Ford acquired Volvo in 1998 for $6.45 billion, when the Dearborn, Mich. automaker, enjoying the spoils of its SUV and truck sales, was the world's most profitable automaker. Ford says Volvo will be a global, premium-car brand. Ford also sees Volvo as a stand-alone operation--rather like Mazda, of which Ford owns about one third-- with product-development and parts tied to Ford's divisional brands.

Volvo is part of the company's Premier Automotive Group (PAG), which Ford began dismantling this year when it sold Aston Martin. PAG, with headquarters in Irvine, Calif., was created in 1999 by former Ford CEO Jacques Nasser as an umbrella entity for the luxury brands he acquired late in the decade. In addition to Volvo, PAG also comprised Jaguar, Land Rover, and former Ford unit Aston Martin (sold to private ownership in March).
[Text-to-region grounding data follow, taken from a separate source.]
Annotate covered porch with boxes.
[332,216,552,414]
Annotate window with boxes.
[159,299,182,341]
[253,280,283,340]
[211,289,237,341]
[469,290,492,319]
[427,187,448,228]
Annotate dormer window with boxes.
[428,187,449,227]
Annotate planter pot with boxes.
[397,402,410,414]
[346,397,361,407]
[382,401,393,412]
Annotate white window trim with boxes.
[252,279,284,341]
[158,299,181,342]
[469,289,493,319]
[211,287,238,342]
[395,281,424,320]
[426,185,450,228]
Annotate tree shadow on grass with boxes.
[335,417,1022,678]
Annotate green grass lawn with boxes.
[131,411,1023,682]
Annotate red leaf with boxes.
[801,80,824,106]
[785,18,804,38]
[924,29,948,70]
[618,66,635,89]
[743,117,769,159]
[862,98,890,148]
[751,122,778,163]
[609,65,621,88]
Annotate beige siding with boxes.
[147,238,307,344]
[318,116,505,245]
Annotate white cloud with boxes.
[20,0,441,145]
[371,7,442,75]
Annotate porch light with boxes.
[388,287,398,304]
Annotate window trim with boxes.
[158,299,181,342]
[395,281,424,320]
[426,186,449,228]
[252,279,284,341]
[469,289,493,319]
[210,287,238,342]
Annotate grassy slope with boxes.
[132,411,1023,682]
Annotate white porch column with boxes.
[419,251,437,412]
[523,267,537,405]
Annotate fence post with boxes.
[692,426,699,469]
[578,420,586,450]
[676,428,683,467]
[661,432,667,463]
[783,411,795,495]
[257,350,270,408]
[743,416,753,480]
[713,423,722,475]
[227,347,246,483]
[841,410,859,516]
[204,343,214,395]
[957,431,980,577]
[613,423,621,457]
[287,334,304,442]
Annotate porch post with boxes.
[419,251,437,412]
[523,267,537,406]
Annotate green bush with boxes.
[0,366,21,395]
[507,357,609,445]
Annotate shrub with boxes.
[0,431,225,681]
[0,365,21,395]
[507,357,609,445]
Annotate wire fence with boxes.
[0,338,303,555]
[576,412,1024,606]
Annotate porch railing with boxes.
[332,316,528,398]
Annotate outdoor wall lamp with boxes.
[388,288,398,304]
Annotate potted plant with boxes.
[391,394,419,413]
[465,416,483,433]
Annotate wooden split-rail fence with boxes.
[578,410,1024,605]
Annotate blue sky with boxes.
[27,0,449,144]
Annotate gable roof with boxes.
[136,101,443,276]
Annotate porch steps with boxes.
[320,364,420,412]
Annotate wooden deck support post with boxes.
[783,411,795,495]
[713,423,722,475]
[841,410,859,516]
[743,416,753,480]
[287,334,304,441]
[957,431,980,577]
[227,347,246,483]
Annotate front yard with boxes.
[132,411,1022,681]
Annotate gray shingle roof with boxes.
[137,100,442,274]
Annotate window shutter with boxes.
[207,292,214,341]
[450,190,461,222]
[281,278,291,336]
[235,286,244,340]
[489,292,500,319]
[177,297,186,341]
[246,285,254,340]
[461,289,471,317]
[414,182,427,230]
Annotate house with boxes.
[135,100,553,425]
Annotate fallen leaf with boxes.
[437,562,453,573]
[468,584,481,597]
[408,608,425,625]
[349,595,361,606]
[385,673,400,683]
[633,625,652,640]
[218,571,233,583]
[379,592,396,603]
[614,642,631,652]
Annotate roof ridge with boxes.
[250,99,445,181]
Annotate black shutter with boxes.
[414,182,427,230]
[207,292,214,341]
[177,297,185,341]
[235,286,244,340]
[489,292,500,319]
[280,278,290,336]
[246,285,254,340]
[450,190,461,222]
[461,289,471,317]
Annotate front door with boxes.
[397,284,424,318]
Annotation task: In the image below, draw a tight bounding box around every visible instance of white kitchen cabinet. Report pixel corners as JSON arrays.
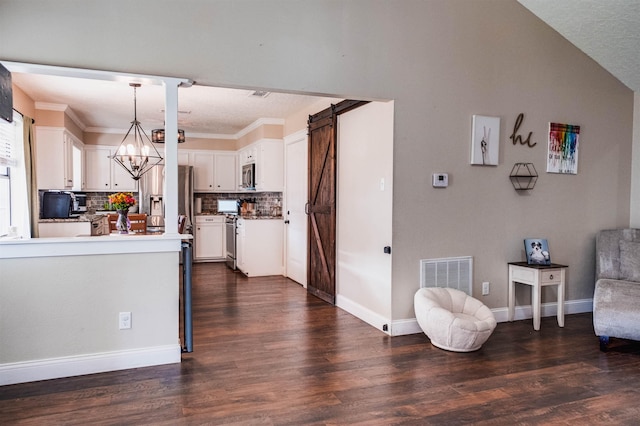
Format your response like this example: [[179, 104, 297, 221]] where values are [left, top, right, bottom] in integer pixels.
[[84, 146, 111, 190], [214, 153, 237, 191], [255, 140, 284, 192], [192, 152, 215, 191], [239, 145, 258, 165], [111, 156, 137, 190], [191, 151, 237, 192], [194, 215, 226, 261], [38, 221, 91, 237], [236, 218, 283, 277], [178, 151, 191, 166], [36, 127, 83, 190], [238, 139, 284, 192], [84, 146, 137, 192]]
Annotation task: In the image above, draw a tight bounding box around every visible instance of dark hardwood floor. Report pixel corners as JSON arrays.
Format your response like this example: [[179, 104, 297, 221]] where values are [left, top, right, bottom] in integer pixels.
[[2, 263, 640, 425]]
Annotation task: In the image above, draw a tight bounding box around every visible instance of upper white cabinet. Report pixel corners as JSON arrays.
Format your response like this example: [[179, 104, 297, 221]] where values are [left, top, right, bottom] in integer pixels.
[[84, 146, 137, 192], [239, 139, 284, 192], [239, 145, 258, 165], [215, 153, 238, 191], [192, 152, 215, 191], [189, 150, 237, 192], [178, 151, 191, 166], [36, 127, 83, 190], [84, 146, 110, 190]]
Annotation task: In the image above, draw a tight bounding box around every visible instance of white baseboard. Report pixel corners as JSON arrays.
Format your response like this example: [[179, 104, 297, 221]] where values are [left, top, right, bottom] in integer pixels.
[[390, 319, 423, 336], [336, 294, 391, 335], [0, 344, 181, 386], [492, 298, 593, 323], [389, 298, 594, 337]]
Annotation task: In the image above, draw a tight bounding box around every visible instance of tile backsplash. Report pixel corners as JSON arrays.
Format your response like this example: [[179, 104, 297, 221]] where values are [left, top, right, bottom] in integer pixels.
[[84, 191, 283, 216], [86, 192, 140, 213], [196, 192, 283, 216]]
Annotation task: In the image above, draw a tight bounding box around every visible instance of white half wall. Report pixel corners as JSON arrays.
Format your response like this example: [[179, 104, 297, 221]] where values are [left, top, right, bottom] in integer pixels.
[[0, 250, 181, 385]]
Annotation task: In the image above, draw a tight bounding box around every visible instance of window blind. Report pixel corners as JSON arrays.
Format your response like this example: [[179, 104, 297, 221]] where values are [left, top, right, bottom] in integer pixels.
[[0, 118, 14, 166]]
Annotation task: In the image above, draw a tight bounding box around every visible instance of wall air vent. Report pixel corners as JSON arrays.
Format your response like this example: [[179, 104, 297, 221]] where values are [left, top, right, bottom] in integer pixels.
[[419, 256, 473, 295]]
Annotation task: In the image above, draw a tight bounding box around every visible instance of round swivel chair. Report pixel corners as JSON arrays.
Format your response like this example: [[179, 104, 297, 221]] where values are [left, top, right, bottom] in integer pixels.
[[414, 287, 496, 352]]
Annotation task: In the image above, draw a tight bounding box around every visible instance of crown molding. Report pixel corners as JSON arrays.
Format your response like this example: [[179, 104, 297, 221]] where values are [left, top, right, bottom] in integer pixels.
[[85, 127, 237, 140], [87, 118, 285, 141], [35, 101, 67, 111], [234, 118, 285, 139], [186, 132, 237, 140], [84, 127, 128, 135], [35, 102, 87, 131]]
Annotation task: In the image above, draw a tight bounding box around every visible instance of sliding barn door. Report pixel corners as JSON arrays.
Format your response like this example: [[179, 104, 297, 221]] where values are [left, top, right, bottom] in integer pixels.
[[307, 100, 367, 304]]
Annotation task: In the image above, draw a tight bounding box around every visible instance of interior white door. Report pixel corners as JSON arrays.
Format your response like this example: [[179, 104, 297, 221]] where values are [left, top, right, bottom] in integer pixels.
[[284, 130, 308, 287]]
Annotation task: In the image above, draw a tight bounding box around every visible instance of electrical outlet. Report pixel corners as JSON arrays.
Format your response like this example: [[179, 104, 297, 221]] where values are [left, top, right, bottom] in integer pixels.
[[119, 312, 131, 330], [482, 282, 490, 296]]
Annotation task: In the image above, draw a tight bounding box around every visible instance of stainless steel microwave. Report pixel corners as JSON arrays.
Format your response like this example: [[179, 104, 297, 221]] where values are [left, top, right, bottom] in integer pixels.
[[241, 163, 255, 190]]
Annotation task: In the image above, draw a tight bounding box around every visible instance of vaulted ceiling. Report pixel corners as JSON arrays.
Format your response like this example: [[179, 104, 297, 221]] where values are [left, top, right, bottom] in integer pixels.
[[519, 0, 640, 92], [8, 1, 639, 139]]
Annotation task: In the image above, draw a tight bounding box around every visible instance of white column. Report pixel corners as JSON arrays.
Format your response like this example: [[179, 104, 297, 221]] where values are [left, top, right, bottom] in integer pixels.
[[162, 79, 181, 235]]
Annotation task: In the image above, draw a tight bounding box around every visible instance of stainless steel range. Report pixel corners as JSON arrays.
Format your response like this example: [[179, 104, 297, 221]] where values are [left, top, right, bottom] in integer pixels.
[[218, 199, 239, 270]]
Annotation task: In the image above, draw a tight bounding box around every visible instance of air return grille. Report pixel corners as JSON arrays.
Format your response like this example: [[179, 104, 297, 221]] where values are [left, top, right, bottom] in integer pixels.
[[420, 256, 473, 295]]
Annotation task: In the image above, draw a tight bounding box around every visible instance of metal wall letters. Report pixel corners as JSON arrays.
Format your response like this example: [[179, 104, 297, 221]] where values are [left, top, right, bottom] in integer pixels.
[[509, 113, 536, 148]]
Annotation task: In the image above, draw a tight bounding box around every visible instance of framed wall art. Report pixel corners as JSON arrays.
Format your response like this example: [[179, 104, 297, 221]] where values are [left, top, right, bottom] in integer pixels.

The company says it is trying to sell its Jaguar and Land Rover brands, and that it anticipates an agreement early next year. Volvo reported losses last quarter which the company says were offset by profits at the combined Jaguar and Land Rover operation.

George Magliano, director of automotive research for the Americas for Lexington, Mass.-based consultancy Global Insight, says Volvo's sweet spot in the U.S. market is as a niche brand in the near-luxury market.

"Turning Volvo into a true global luxury brand like BMW--that's going to be tough. It's a brand equity issue right now," he says. "Volvo is not perceived in the same frame of mind as BMW and Mercedes. The price point is lower, and they don't have the vehicle lineup."

He also warns that linking Volvo product development to Ford's is risky. "That is one of the many reasons Jaguar is in the straits they are today," he says, referring to vehicles like the X-Type, which was an effort to build Jaguar share in 2002 with an entry-level vehicle. "You can work all you want on Ford, but if you start getting Ford design cues into Volvo it's not going to work."

The other issue for Volvo will be that its brand equity has for so long been associated with safety. But, notes Magliano, "most everyone else has that now."